The mechanisms underlying the association between CV polypharmacy and AKI could be complex, but can be classified as hemodynamic factors (systemic or glomerular), aggravation of nephrotoxicity, synergism of side effects, and impairment of adherence (Figure 5). First, use of multiple CV medications may affect blood pressure significantly, leading to bradycardia and ultimately to impaired renal perfusion. Use of ACEIs/ARBs might further reduce the glomerular filtration rate (GFR) and thereby increase the risk for AKI in elderly patients.[11] Second, CV medications may lead to aggravation of nephrotoxicity; in other words, drugs compromising renal perfusion might indirectly reduce the excretion of other medications from the kidneys, causing adverse drug reactions and AKI, an outcome that would not have occurred without polypharmacy. Third, side effects of different CV medications could act together synergistically and precipitate AKI. For instance, concurrent use of dronedarone and diuretics can increase the risk of dehydration-related prerenal azotemia from both diarrhea (dronedarone) and excessive urine loss (diuretic).[37] Fourth, from the patients’ perspective, polypharmacy might reduce adherence to vital CV medications, leading to poor disease control, including hypertensive crisis, dyslipidemia, and atherosclerosis, all of which might alter the risk of subsequent AKI.[2,3,38] Finally, it is possible that CV polypharmacy is also accompanied by concurrent use of other nephrotoxic medications, including NSAIDs.
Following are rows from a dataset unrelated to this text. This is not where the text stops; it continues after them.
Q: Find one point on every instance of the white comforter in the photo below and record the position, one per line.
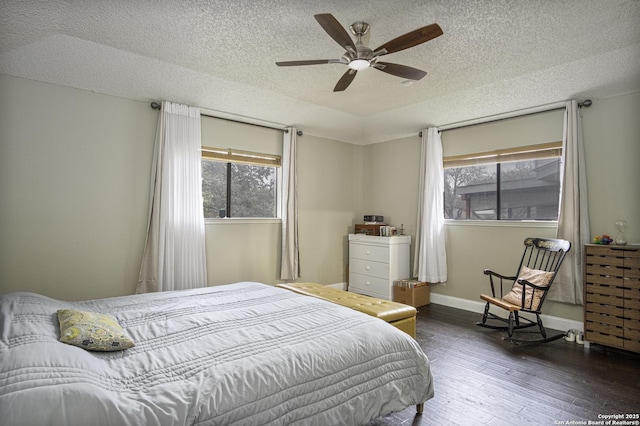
(241, 354)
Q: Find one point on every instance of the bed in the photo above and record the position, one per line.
(239, 354)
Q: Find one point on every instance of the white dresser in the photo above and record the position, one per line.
(375, 262)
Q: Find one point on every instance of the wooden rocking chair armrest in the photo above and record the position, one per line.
(495, 274)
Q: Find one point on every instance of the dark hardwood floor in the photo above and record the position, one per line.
(482, 379)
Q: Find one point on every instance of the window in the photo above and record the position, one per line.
(511, 184)
(239, 184)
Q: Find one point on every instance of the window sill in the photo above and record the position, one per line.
(241, 220)
(504, 223)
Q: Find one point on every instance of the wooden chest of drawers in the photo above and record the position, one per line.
(375, 262)
(612, 296)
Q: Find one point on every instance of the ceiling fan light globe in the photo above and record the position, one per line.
(359, 64)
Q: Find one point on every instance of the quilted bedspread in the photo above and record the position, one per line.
(240, 354)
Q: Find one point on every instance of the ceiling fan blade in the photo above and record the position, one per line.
(345, 80)
(310, 62)
(411, 39)
(335, 30)
(400, 70)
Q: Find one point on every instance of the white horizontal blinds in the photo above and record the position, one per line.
(523, 153)
(238, 156)
(240, 137)
(504, 135)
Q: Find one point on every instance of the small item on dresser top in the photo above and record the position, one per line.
(621, 225)
(373, 218)
(368, 229)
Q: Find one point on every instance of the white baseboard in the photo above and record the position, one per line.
(552, 322)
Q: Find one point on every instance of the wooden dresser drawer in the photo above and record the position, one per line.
(612, 296)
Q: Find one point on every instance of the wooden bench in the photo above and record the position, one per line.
(399, 315)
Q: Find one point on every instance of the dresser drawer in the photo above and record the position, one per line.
(372, 269)
(369, 252)
(369, 286)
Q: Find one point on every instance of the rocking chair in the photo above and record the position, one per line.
(527, 290)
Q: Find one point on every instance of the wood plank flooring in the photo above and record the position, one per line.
(482, 379)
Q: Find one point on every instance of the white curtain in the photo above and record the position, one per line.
(430, 256)
(290, 264)
(573, 221)
(174, 256)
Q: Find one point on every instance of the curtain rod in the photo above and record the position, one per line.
(156, 105)
(519, 113)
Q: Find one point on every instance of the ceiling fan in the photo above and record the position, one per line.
(358, 56)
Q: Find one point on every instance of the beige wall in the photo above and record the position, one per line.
(74, 189)
(612, 151)
(74, 178)
(74, 185)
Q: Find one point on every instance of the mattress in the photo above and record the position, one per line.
(239, 354)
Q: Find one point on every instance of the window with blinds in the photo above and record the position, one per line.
(521, 183)
(239, 184)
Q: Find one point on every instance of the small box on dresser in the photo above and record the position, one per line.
(612, 296)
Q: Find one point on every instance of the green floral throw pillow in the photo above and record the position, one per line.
(92, 331)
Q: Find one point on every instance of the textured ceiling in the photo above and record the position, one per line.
(495, 56)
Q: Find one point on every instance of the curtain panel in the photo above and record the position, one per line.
(290, 264)
(573, 220)
(174, 255)
(430, 256)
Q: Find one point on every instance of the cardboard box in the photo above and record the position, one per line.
(411, 292)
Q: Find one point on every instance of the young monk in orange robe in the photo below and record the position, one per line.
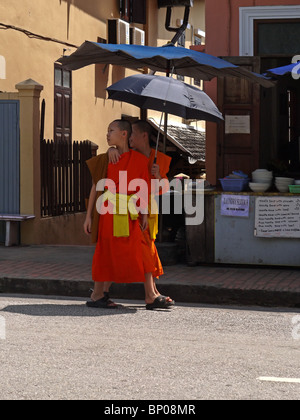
(119, 253)
(139, 140)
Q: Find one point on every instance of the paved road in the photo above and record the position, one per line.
(60, 349)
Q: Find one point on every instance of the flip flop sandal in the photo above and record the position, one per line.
(168, 302)
(159, 303)
(102, 303)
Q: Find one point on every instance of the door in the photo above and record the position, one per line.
(9, 160)
(238, 136)
(62, 104)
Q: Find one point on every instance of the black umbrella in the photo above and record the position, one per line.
(167, 95)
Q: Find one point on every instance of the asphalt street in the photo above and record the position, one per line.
(58, 349)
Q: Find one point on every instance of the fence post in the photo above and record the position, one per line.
(29, 96)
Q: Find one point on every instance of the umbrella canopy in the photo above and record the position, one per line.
(293, 69)
(168, 58)
(167, 95)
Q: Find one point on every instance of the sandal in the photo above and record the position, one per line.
(158, 303)
(170, 302)
(102, 303)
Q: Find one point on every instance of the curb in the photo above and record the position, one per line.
(181, 293)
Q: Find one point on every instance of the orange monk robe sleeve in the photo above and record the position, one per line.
(163, 161)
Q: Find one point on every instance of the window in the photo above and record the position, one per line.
(62, 104)
(273, 37)
(133, 11)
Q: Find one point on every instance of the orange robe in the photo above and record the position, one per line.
(164, 164)
(121, 259)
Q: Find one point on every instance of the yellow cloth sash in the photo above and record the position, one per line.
(122, 205)
(153, 217)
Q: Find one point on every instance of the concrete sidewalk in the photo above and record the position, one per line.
(66, 271)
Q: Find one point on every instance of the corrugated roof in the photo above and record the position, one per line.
(187, 138)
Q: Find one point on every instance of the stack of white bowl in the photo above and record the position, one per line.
(282, 183)
(261, 180)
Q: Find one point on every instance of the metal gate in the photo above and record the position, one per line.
(9, 160)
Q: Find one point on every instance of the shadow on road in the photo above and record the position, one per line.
(79, 310)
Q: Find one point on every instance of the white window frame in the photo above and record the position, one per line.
(249, 14)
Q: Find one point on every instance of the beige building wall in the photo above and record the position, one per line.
(32, 59)
(73, 22)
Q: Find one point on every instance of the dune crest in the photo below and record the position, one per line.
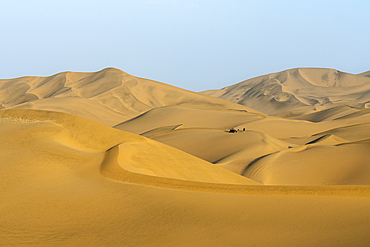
(301, 88)
(109, 96)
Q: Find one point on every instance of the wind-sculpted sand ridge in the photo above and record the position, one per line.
(109, 96)
(308, 89)
(68, 181)
(205, 134)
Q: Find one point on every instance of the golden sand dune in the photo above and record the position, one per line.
(179, 117)
(344, 163)
(303, 88)
(109, 96)
(236, 151)
(69, 181)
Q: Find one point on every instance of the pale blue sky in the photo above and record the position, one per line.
(191, 44)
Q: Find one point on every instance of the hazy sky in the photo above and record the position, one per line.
(191, 44)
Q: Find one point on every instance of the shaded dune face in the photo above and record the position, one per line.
(303, 88)
(180, 168)
(109, 96)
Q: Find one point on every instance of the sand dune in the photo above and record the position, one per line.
(109, 96)
(291, 179)
(60, 186)
(302, 88)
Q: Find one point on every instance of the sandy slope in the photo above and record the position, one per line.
(306, 89)
(69, 181)
(109, 96)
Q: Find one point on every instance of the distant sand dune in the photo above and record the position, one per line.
(300, 178)
(309, 88)
(109, 96)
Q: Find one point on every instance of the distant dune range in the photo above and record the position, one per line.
(299, 90)
(109, 159)
(109, 96)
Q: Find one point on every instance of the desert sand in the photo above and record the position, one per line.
(109, 159)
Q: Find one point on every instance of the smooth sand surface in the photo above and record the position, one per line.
(301, 88)
(109, 96)
(169, 173)
(69, 181)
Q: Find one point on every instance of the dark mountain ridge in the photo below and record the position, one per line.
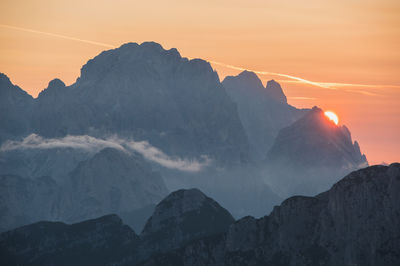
(353, 223)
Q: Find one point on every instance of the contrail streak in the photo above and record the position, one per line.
(325, 85)
(318, 84)
(58, 36)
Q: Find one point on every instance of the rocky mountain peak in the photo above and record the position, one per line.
(182, 216)
(246, 80)
(55, 88)
(276, 92)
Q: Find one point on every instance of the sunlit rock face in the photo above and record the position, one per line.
(109, 181)
(262, 110)
(311, 154)
(148, 93)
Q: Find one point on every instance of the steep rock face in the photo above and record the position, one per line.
(148, 93)
(262, 110)
(101, 241)
(183, 216)
(354, 223)
(311, 154)
(111, 182)
(15, 108)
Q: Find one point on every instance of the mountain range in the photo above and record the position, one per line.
(355, 222)
(142, 121)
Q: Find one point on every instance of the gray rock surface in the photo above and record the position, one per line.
(262, 110)
(310, 155)
(109, 181)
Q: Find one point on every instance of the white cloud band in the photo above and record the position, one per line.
(93, 145)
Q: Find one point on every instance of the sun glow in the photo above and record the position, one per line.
(332, 116)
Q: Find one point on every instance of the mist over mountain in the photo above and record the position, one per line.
(311, 154)
(148, 93)
(110, 181)
(355, 222)
(142, 121)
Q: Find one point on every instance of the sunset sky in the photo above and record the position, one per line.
(349, 50)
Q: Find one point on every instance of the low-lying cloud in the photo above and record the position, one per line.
(93, 145)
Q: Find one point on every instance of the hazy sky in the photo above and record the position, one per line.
(350, 42)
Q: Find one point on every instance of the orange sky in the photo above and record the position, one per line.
(351, 41)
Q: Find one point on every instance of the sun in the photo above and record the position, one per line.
(332, 116)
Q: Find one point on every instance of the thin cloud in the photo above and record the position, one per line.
(301, 98)
(325, 85)
(94, 145)
(58, 36)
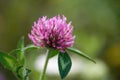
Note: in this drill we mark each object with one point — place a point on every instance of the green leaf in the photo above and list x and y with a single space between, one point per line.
64 64
30 47
8 61
53 52
22 72
80 53
21 43
15 51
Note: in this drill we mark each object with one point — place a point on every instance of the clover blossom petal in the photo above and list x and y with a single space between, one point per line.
53 32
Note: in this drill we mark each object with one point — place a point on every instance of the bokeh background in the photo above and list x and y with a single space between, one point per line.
96 26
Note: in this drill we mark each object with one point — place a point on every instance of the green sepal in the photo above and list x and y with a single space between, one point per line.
30 47
64 64
21 43
80 53
8 61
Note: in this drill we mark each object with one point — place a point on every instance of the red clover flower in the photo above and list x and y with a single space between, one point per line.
53 33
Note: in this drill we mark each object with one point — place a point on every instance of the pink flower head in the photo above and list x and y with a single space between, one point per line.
53 33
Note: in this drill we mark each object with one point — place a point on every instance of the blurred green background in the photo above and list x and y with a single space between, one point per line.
96 26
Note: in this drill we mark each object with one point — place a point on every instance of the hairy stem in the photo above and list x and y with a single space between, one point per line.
45 66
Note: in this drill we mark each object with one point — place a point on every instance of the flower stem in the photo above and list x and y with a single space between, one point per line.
45 66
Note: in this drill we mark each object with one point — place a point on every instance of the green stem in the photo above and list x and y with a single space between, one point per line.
45 66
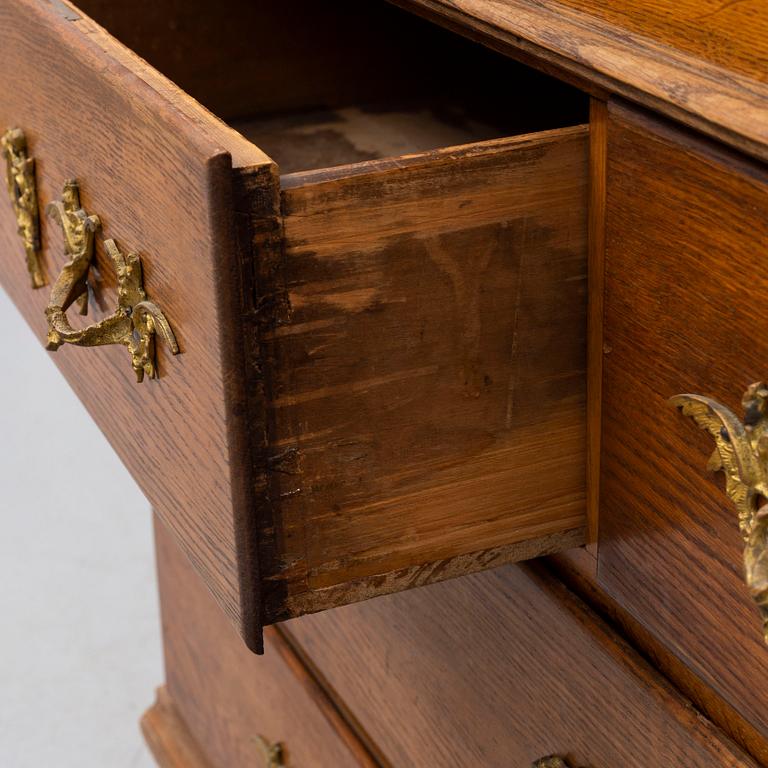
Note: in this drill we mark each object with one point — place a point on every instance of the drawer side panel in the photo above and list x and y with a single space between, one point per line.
429 399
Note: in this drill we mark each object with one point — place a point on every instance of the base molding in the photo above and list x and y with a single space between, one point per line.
168 737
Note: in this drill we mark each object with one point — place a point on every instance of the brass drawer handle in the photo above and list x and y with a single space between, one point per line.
741 452
135 320
22 189
274 754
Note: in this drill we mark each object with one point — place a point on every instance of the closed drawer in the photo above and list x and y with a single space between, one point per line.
382 347
235 706
686 232
500 669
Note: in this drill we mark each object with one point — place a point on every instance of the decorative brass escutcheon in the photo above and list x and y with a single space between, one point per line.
550 762
135 321
22 189
741 452
274 756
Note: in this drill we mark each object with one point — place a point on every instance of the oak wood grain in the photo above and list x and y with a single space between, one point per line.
339 55
598 143
226 697
701 62
427 370
157 169
578 571
168 737
686 225
500 669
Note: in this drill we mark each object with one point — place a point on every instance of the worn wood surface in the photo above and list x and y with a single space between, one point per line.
227 697
314 55
499 669
168 737
687 224
702 62
427 369
157 169
598 140
577 568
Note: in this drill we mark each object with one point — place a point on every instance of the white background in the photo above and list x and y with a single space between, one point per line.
79 628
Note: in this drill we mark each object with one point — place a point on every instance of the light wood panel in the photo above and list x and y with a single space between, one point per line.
224 697
427 369
500 669
157 169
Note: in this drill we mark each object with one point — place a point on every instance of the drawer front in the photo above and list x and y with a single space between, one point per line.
502 669
232 702
157 170
687 233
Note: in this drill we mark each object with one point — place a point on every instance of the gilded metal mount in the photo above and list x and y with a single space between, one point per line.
22 190
134 322
274 756
741 452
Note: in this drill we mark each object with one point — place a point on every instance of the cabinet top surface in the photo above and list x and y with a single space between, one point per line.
703 62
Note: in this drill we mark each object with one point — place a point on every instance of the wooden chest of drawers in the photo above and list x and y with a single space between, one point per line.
379 359
422 303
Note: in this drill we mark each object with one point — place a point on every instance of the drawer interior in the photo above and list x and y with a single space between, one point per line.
415 293
317 85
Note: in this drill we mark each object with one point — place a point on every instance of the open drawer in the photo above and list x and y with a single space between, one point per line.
377 284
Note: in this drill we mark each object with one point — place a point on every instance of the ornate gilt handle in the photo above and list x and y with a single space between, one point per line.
22 191
741 452
134 322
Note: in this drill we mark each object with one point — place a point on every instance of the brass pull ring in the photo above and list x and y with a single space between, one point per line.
741 452
136 319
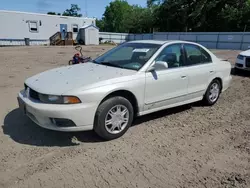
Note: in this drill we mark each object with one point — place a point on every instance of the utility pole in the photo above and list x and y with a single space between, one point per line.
86 8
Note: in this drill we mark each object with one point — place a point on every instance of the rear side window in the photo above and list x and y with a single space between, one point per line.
196 55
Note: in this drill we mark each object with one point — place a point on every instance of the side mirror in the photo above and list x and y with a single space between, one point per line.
161 65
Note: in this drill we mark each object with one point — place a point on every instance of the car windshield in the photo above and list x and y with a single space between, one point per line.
128 56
Elderly patients frequently had chronic musculoskeletal pain, the prevalence of which increases as population ages in addition to higher CV comorbidities.[39] As NSAIDs are frequently co-prescribed for pain relieving purpose, NSAIDs might play an important role in precipitating these adverse events, while topical NSAIDs might be safer.[40] Since the inclusion of PIMs and diuretics use significantly attenuated the significance of CV polypharmacy in some but not all our models, the association between CV polypharmacy might be mediated partially by PIMs prescription or specific component of the pharmaceutical regimen. Consequently, CV polypharmacy might be associated with the development of AKI through the effects of medications per se or by altering patient behaviors (adherence).

Our study has strengths and limitations. Through the cross-comparison of a comprehensive administrative pharmaceutical database and laboratory records, we successfully established the relationship between CV polypharmacy and the development of AKI in a cohort of elderly patients. We also demonstrated that the severity of AKI increased as patients used more CV drugs. These findings support the view that polypharmacy and AKI are frequently associated. However, the present study is also limited by the relatively modest case numbers and the sole inclusion of elderly subjects who had acute episodes that required hospitalization. It is possible that many patients with subtler or more gradual alterations of renal function, such as the sub-AKI,[41] were not included. If so, this would result in an under-estimation of risk. In addition, it is possible that the elevated risk of AKI in the elderly might also result from other individual components of their CV medications besides their cumulative effect. We have tried to address this issue through the adjustment for multiple potential nephrotoxicants in our regression models, and the effect of most identified agents seemed modest. Nonetheless, we could not rule out the possibility that the higher risk of AKI in these patients came from their comorbidities. Despite all these limitations, our findings can still serve as a useful foundation for larger and more thorough studies of the impact of polypharmacy on AKI risk in geriatric patients.

CONCLUSION

In the present study, CV polypharmacy, defined as use of 2 or more CV medications, was associated with significantly higher frequency of AKI in geriatric patients. Moreover, patients who used more CV medications had more severe AKI. Although our findings lend support to the potential adverse influence of CV polypharmacy in geriatric patients, the risk–benefit ratio of CV polypharmacy is still unclear. Further studies that use different criteria to define polypharmacy and that harness interventions to ameliorate CV polypharmacy would be needed to draw a more definitive conclusion.